Canadian Museums Association Receives Government Funding for National Review of Museum Policies to Support Reconciliation Program
Ottawa, April 16, 2019 — Karen Bachmann, president of the Canadian Museums Association (CMA) is pleased to announce the support of Canadian Heritage – through the Museums Assistance Program (MAP) – for the CMA Reconciliation Program.
The project has its roots in the Truth and Reconciliation Call to Action 67: “We call upon the federal government to provide funding to the Canadian Museums Association to undertake, in collaboration with Aboriginal peoples, a national review of museum policies and best practices to determine the level of compliance with the United Nations Declaration on the Rights of Indigenous People and to make recommendations” (TRC page 252).

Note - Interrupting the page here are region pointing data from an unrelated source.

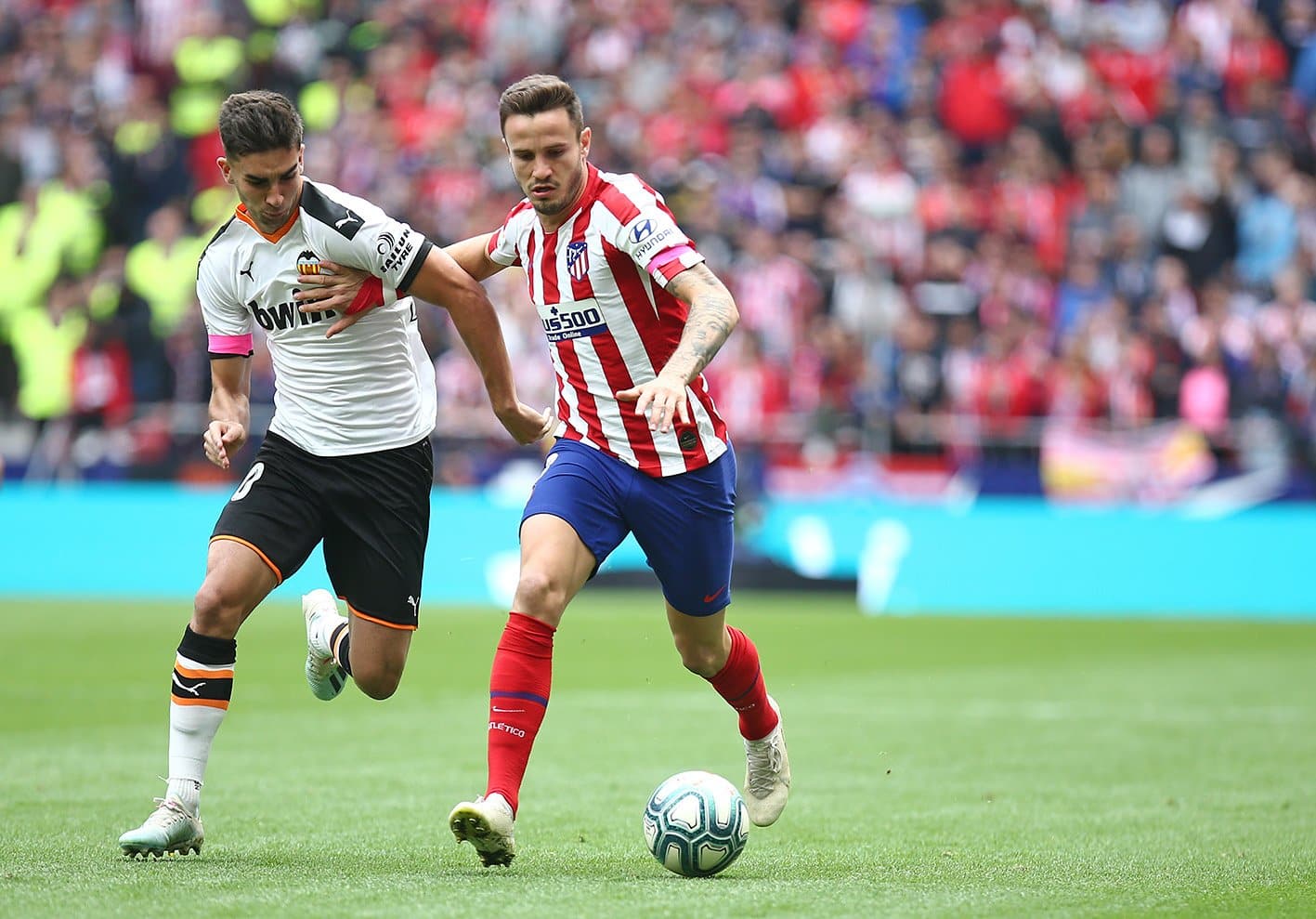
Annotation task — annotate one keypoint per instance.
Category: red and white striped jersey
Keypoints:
(599, 283)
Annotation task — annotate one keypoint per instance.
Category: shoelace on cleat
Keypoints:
(764, 763)
(166, 814)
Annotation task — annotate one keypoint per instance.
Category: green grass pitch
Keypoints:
(943, 767)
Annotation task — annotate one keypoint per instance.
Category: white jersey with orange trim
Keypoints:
(599, 284)
(368, 388)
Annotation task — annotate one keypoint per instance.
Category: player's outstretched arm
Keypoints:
(710, 319)
(230, 408)
(340, 287)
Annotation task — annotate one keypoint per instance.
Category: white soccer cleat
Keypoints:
(324, 676)
(767, 774)
(170, 830)
(487, 824)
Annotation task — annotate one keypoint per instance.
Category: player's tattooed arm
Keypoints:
(710, 322)
(712, 316)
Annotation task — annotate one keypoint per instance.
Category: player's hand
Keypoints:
(333, 289)
(221, 440)
(528, 426)
(659, 400)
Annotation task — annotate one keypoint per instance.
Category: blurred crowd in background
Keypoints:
(949, 227)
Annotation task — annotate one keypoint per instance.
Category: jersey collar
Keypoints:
(241, 214)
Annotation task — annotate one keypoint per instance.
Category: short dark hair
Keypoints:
(536, 94)
(257, 122)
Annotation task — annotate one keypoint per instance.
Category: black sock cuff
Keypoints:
(204, 650)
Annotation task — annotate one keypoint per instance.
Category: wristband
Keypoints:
(370, 295)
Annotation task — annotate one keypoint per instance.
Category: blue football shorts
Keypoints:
(684, 523)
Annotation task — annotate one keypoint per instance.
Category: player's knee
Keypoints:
(701, 657)
(217, 609)
(540, 594)
(378, 681)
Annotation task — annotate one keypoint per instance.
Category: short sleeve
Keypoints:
(228, 322)
(502, 246)
(650, 236)
(362, 234)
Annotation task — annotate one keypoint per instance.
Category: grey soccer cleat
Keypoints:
(170, 830)
(767, 774)
(324, 676)
(487, 824)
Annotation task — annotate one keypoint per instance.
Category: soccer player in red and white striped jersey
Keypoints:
(632, 315)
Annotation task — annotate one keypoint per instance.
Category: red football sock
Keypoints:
(741, 684)
(519, 697)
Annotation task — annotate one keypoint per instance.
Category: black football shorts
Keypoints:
(371, 511)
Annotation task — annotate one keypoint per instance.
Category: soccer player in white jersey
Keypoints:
(346, 460)
(632, 316)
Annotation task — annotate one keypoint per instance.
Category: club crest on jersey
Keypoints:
(308, 262)
(578, 259)
(640, 230)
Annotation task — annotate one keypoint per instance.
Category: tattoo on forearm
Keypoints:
(712, 316)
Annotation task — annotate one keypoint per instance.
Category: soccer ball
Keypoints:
(695, 823)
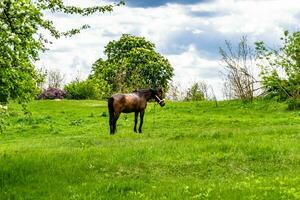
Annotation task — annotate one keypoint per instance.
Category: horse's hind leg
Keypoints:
(141, 120)
(116, 117)
(136, 114)
(111, 124)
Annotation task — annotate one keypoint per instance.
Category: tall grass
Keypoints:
(191, 150)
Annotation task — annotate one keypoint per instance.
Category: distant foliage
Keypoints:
(280, 69)
(87, 89)
(239, 63)
(52, 93)
(132, 63)
(22, 24)
(197, 92)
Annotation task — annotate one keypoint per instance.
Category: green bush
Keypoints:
(87, 89)
(293, 104)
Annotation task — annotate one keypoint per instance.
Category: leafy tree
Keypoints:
(280, 68)
(238, 62)
(87, 89)
(21, 42)
(132, 63)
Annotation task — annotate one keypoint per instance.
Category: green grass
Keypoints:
(186, 151)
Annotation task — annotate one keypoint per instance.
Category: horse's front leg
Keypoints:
(116, 117)
(136, 114)
(141, 120)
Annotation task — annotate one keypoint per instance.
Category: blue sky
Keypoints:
(188, 33)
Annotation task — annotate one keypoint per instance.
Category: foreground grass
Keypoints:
(186, 151)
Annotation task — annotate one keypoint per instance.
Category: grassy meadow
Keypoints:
(188, 150)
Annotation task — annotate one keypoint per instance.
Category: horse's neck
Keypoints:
(147, 95)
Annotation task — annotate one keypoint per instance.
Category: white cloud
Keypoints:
(182, 33)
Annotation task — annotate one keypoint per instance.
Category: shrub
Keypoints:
(196, 92)
(52, 93)
(293, 104)
(88, 89)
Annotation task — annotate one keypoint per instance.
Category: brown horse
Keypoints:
(134, 102)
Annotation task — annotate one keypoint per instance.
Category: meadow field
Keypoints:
(188, 150)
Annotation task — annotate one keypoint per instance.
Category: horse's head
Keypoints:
(158, 96)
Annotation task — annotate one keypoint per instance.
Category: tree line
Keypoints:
(132, 62)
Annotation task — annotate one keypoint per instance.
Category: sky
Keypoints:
(187, 32)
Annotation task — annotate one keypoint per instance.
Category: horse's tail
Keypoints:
(110, 102)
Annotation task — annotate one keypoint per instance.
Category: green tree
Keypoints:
(132, 63)
(280, 68)
(21, 42)
(197, 92)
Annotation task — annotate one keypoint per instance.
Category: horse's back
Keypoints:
(128, 103)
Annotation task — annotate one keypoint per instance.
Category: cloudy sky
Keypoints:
(187, 32)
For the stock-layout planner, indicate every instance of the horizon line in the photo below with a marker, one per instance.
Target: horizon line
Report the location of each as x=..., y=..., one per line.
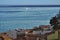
x=29, y=5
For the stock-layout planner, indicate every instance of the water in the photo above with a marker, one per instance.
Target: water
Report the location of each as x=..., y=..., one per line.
x=25, y=17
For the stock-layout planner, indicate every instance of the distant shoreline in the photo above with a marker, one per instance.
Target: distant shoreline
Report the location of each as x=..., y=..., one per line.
x=29, y=5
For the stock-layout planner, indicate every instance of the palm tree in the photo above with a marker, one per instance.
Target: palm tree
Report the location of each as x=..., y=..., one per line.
x=55, y=22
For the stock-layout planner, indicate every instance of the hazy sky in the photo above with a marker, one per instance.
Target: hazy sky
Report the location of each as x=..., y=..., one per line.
x=29, y=2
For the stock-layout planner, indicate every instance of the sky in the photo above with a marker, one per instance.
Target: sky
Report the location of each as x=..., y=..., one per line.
x=29, y=2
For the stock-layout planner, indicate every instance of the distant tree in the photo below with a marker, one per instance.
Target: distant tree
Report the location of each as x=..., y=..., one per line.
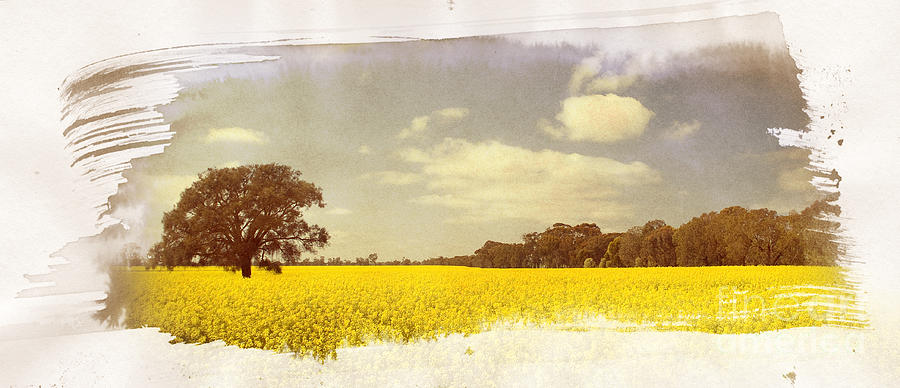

“We thank Minister Rodriguez and the Government of Canada for their vote of confidence and on-going support. These funds will assist the CMA and its members to work in collaboration with Indigenous peoples for a national review of museum policies and best practices. This critical work will inspire the development of key recommendations as we move forward,” says Bachmann.
“In 2015 the Canadian Truth and Reconciliation Commission (TRC), in line with the United Nations Declaration on the Rights of Indigenous Peoples (UNDRIP) , brought forward the important role that cultural and heritage institutions have to play in the reconciliation process and names museums and museum associations as essential agents of change”, says key proposal contributor, Dr. Sarah Pashagumskum. Dr. Pashagumskum is a member of the CMA Reconciliation Program Council, CMA Board Member and CEO of Aanischaaukamikw, the regional Cree Cultural Institute in northern Quebec.
“In our interconnected world, museums have become ever more essential to the preservation of cultural diversity and appreciation”, says Dr. Vanda Vitali, recently appointed Executive Director of the CMA. “I look forward to working with the CMA Reconciliation Council as they embark on this ambitious, comprehensive and inclusive process.”